Introduction to Supply chain management (SCM)
Supply chain management (SCM) means to run supply chains in the most effective and efficient methods possible.
Understanding Supply Chain Management
SCM tries to control production, shipment, and distribution of a product. Companies can cut excess costs and produce products to the consumer faster by having tighter control of internal inventories, distribution, sales, internal production and the inventories of company vendors. SCM is based on the belief that each product that comes to market results from the efforts of several organizations that build up a supply chain. Although supply chains have endured for ages, most companies have only recently given attention to them as a value-add to their operations.
Five Elements Of Supply Chain Management
In SCM, the supply chain manager organizes the logistics of all aspects of the supply chain, which includes five parts:
- The plan or the strategy
- The source of raw materials or the services
- Manufacturing which is focused on productivity and efficiency
- Delivery as well as logistics
- The return system for defective and unwanted products
The supply chain manager attempts to minimize shortages and keep costs low.
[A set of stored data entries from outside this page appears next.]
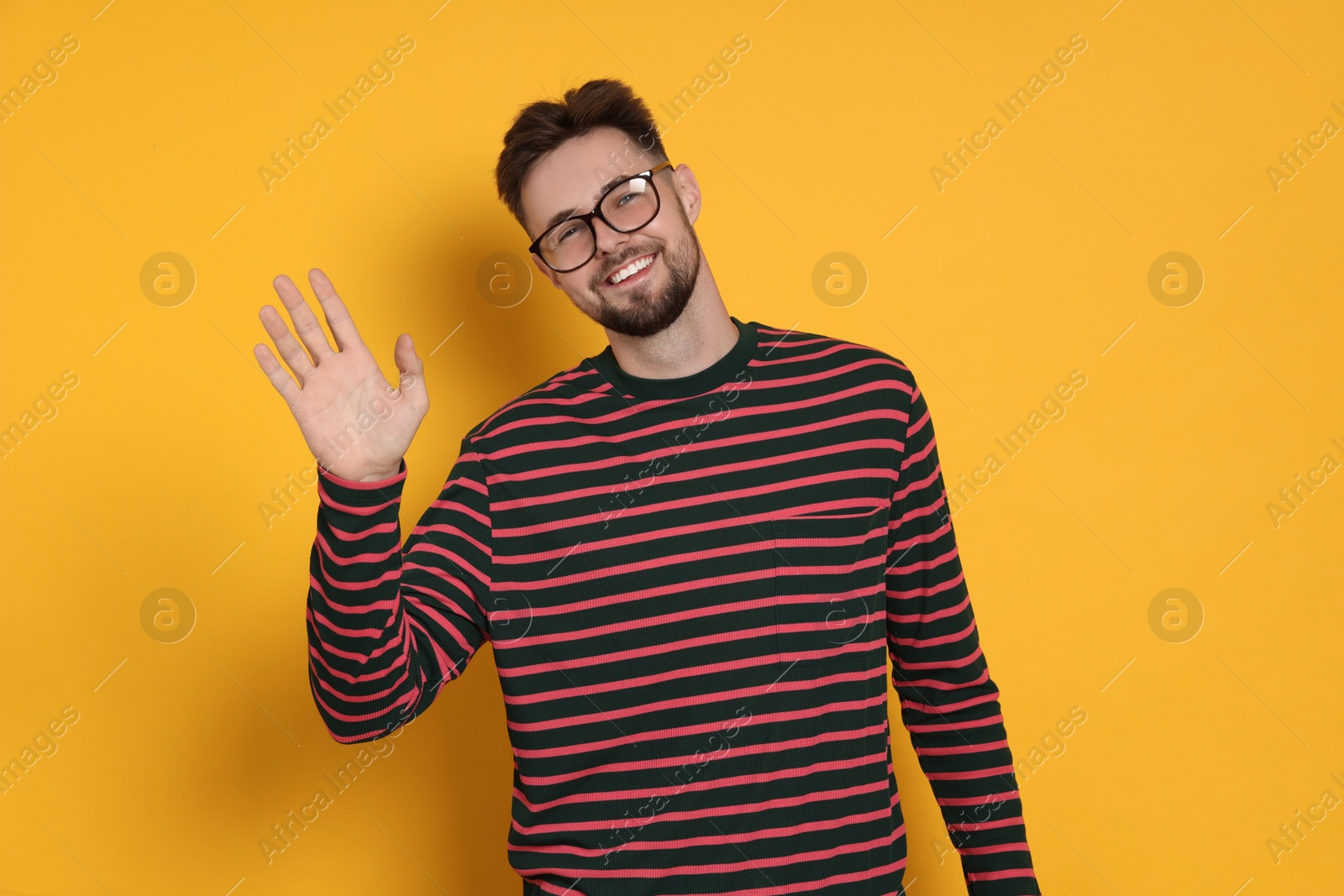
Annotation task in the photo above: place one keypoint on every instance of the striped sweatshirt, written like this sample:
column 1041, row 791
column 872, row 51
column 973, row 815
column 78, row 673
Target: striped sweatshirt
column 691, row 587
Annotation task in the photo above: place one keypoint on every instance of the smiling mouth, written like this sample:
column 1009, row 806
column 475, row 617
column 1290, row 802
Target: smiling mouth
column 632, row 271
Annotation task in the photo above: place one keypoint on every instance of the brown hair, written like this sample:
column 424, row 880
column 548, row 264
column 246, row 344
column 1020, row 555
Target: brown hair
column 544, row 125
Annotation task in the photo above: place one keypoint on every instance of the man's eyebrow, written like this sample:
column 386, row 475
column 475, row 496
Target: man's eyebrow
column 561, row 215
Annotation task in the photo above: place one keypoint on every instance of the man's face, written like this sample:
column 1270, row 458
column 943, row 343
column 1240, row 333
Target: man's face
column 570, row 179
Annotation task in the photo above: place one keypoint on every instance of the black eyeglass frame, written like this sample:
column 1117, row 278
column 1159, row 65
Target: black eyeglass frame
column 597, row 212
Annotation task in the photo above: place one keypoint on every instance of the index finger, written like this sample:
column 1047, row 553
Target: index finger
column 338, row 316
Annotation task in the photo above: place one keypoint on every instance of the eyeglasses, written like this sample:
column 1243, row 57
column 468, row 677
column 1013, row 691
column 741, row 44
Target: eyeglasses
column 627, row 206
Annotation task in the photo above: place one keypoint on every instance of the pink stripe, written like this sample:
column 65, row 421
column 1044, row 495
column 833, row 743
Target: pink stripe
column 671, row 762
column 569, row 750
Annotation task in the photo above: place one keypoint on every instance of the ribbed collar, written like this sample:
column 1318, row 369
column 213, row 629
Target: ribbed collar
column 706, row 380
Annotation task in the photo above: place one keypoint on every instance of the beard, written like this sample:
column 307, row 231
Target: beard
column 648, row 311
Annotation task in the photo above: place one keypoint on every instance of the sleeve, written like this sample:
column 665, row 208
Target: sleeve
column 949, row 705
column 390, row 624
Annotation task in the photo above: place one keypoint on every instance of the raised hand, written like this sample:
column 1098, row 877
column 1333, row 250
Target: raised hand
column 355, row 422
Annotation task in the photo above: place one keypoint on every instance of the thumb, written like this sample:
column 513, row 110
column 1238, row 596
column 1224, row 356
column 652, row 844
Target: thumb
column 409, row 364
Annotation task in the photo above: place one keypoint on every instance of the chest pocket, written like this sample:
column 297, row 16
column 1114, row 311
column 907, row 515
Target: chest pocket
column 831, row 587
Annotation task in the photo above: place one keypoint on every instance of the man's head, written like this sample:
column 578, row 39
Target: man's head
column 559, row 159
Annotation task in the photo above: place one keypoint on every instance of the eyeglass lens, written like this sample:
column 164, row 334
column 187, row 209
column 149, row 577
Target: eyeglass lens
column 629, row 206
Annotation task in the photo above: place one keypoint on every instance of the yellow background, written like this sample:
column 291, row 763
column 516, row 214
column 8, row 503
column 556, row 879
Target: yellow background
column 1032, row 264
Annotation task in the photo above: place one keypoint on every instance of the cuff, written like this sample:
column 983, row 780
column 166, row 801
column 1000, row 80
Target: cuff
column 346, row 495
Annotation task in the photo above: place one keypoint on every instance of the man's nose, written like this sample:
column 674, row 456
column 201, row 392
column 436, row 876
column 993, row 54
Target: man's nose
column 609, row 239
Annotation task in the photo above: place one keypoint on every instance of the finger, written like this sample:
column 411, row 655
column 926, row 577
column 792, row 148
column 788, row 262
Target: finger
column 282, row 382
column 306, row 322
column 338, row 317
column 286, row 344
column 409, row 363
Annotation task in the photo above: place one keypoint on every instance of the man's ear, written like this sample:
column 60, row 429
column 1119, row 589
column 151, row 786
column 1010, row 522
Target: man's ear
column 546, row 270
column 689, row 191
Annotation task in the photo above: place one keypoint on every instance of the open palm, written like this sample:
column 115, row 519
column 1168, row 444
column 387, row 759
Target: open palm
column 355, row 422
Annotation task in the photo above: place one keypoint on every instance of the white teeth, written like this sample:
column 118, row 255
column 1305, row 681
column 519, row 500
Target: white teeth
column 631, row 269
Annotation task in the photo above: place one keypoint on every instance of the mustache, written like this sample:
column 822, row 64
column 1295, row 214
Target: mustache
column 625, row 261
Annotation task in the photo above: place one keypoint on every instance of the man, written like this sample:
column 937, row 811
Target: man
column 691, row 553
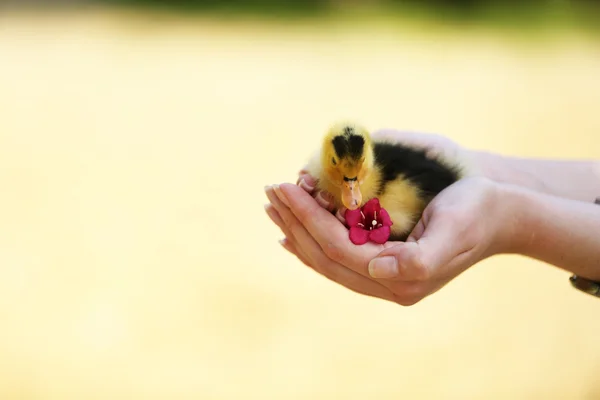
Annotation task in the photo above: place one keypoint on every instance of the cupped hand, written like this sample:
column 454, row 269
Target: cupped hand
column 464, row 224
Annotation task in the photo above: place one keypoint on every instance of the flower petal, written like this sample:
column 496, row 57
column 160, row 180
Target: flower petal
column 371, row 207
column 380, row 235
column 384, row 218
column 359, row 235
column 353, row 217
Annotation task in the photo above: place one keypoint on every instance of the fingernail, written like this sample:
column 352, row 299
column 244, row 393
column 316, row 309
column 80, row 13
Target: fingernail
column 384, row 267
column 281, row 196
column 305, row 185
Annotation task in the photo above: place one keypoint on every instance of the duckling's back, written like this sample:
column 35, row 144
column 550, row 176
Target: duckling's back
column 408, row 181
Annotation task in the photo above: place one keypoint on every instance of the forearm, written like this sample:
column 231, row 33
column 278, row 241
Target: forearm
column 577, row 180
column 558, row 231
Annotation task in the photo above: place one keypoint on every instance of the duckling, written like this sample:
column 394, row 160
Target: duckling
column 354, row 168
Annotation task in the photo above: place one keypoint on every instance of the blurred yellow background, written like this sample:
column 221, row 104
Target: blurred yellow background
column 136, row 260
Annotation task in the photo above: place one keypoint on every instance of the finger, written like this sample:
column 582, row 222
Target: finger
column 423, row 258
column 276, row 218
column 417, row 231
column 325, row 200
column 327, row 231
column 319, row 260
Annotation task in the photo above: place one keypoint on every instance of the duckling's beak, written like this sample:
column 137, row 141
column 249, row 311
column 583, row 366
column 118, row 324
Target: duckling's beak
column 351, row 196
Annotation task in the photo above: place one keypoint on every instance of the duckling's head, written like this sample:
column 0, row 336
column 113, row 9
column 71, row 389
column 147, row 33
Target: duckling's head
column 347, row 159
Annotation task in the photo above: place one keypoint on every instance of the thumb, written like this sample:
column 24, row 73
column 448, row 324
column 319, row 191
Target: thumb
column 419, row 258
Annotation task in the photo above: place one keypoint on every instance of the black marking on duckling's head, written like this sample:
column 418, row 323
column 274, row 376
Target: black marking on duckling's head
column 430, row 175
column 349, row 145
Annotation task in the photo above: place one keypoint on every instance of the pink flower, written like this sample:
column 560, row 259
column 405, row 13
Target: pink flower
column 370, row 222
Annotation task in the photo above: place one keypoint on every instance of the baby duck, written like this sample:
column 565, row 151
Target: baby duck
column 355, row 168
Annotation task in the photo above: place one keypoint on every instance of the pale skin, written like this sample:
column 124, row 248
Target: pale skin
column 541, row 209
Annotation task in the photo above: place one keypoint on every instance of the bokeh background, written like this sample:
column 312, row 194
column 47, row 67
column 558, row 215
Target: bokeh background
column 136, row 261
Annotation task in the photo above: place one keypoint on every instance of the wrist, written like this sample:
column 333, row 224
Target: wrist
column 514, row 223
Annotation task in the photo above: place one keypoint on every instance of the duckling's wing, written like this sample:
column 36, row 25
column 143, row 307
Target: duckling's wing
column 431, row 175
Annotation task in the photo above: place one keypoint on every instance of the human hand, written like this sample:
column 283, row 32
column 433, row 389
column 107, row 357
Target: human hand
column 464, row 224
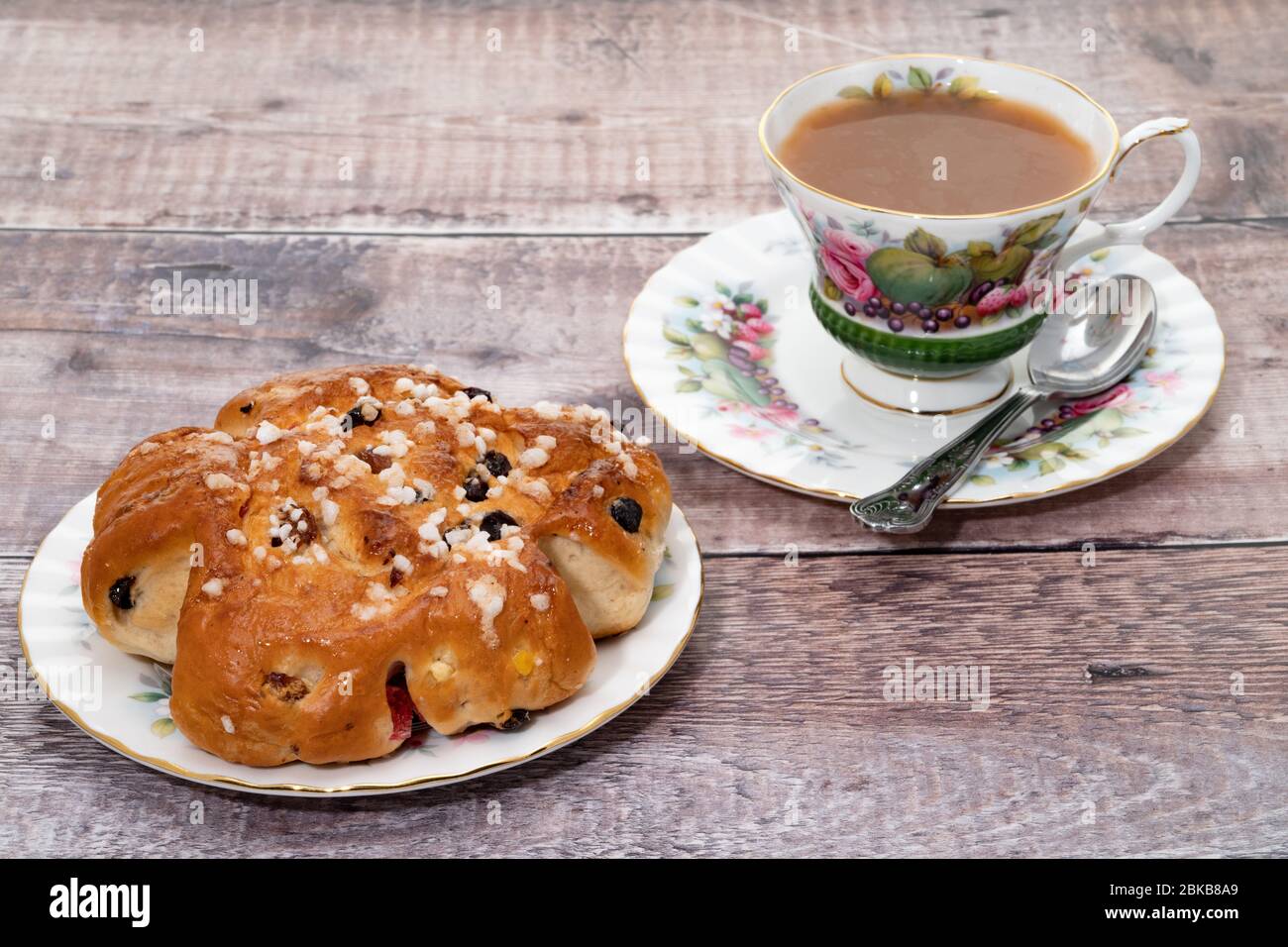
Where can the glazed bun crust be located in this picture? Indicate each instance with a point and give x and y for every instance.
(351, 545)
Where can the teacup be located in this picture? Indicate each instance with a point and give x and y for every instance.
(999, 266)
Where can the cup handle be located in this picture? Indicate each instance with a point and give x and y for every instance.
(1134, 231)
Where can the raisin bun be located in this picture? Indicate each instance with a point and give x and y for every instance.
(352, 548)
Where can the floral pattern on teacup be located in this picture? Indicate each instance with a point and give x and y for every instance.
(918, 283)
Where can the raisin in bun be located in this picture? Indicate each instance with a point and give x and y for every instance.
(352, 547)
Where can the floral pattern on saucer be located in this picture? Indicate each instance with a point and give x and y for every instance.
(722, 347)
(741, 290)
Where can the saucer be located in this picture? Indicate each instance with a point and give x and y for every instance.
(123, 699)
(721, 344)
The job is not only about the logistics and acquiring inventory.
Improvements in productivity and efficiency go right to the bottom line of a company and have a real and lasting impact. Good supply chain management keeps companies out of the headlines and away from expensive recalls and lawsuits.
Key Features For Effective And Efficient Supply Chain Management
Connected: Being able to reach the unstructured data from social media, structured data from the Internet of Things and more traditional data sets available by conventional ERP and B2B integration tools.
Collaborative: Improving collaboration with suppliers frequently means the use of cloud-based commerce networks to allow multi-enterprise collaboration and engagement.
Cyber-aware: The supply chain must strengthen its systems and protect them from cyber-intrusions and hacks, an enterprise-wide concern.
Cognitively enabled: The AI platform grows into the modern supply chain's control tower through collating, coordinating and conducting decisions across the chain. Most of the supply chain is automated.
Comprehensive: Analytics capabilities has to be scaled with data in real-time. Insights will be thorough and fast.